New Proposed Rules For Tribunal Newton-Smith Becomes Judge Law Professor Wins Fiction Award Law Times Poll

Monday, March 11, 2019
Isfahan Merali says new rules proposed for Ontario’s Law Society Tribunal ‘are more user-friendly and flexible.’


Benchers at the Law Society of Ontario were divided at a Feb. 28 Convocation meeting over new proposed rules for Ontario’s Law Society Tribunal.

In a close vote of 23 for and 21 against, Convocation decided to table the proposal, which had originally been set to go into place on April 1.

If Convocation ultimately decides to adopt the rules, it could improve the flexibility of the tribunal, which can decide the fate of lawyers and paralegals accused of misconduct, said Bencher Isfahan Merali, chairwoman of the committee that presented the proposal.

“You’ll see the rules are more user-friendly and flexible, they are clearer and use plain language,” Merali told Convocation.

The new proposed rules would revoke the old rules in favour of recommendations that “better accommodate vulnerable witnesses and those with mental health issues,” said a report from the LSO’s Tribunal committee.

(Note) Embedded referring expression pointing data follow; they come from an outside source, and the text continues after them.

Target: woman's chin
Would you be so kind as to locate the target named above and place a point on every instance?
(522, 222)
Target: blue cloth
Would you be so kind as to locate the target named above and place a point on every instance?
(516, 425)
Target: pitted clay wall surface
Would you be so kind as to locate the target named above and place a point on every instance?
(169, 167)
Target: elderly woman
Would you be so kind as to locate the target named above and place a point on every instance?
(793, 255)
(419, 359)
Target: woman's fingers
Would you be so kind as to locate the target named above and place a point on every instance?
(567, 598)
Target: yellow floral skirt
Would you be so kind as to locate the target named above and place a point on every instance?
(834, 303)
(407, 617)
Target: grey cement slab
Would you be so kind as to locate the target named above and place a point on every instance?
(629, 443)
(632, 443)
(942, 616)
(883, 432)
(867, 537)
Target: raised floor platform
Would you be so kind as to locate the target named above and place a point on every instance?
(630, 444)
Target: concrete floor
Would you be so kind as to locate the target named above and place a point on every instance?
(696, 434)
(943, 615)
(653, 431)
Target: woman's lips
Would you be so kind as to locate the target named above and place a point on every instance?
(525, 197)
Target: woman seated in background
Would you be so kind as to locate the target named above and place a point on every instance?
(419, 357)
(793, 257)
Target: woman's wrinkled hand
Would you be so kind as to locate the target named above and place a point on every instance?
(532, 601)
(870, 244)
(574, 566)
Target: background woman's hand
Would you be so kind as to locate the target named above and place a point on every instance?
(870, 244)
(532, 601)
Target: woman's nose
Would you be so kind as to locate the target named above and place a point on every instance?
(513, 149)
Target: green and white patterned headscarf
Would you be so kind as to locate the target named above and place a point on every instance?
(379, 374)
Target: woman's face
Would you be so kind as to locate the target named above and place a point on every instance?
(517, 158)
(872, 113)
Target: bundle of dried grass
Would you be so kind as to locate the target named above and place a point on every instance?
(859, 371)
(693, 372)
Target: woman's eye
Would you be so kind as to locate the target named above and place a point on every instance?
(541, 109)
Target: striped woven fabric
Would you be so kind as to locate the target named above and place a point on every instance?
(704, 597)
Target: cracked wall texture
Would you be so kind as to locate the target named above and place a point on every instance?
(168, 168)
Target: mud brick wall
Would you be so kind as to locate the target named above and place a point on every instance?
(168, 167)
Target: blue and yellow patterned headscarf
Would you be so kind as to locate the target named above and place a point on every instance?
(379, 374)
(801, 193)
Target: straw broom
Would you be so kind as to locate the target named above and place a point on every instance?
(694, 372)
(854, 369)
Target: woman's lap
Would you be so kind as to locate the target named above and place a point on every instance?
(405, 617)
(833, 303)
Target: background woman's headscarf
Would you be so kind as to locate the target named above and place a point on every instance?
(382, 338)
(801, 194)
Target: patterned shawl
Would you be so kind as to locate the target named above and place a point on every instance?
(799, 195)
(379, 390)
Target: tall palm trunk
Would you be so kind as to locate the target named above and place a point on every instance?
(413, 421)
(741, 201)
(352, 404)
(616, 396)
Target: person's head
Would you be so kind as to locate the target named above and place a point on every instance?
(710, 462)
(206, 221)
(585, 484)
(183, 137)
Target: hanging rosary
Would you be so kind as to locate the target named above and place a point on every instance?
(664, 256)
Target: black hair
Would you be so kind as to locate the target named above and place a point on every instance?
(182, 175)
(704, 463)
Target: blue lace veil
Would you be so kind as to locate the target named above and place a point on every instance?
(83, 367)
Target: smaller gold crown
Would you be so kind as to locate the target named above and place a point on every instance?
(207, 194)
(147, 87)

Among the proposed rules are a simpler appeal process, a rule on publication bans and anonymity for children and sexual misconduct complainants and “specific considerations for departures from openness in capacity proceedings.”

There are also new timelines that speed up requests for written reasons and allow licensees more time to respond in certain situations.


Apple Newton-Smith will be a judge at the Ontario Court of Justice in Toronto starting March 13, Ontario Attorney General Caroline Mulroney announced on March 5.

Before joining the bench, Newton-Smith was a partner at Berkes Newton-Smith, a duty counsel at the Ontario Court of Appeal and a law professor at several Toronto universities, the announcement said.


Jamie Chai Yun Liew, an associate professor at the University of Ottawa Faculty of Law, has won the 2018 Jim Wong-Chu Emerging Writers Award for fiction, the Asian Canadian Writers’ Workshop announced on March 1.

Liew’s manuscript, Dandelion Roots, relays the story of a woman and mother reflecting on her childhood in a Canadian-Chinese community in British Columbia, says Liew, who teaches in the Common Law section.

“My area of speciality is in immigration, citizenship and refugee law. A lot of the themes the manuscript picks up relate to migration, issues of statelessness and issues of belonging,” says Liew.


Bencher candidates running in the Law Society of Ontario’s upcoming election have differing positions on the LSO’s requirement for lawyers and paralegals to complete a statement of principles. Law Times asked readers if this issue will be a deciding factor in their votes for the bencher election on April 30.

A majority, 79 per cent, of respondents said the statement of principles issue will be a deciding factor in their votes on April 30 and that the issue is very important to them.

The minority, 21 per cent, of respondents said the statement of principles requirement is not something that will factor into their decision-making process when voting.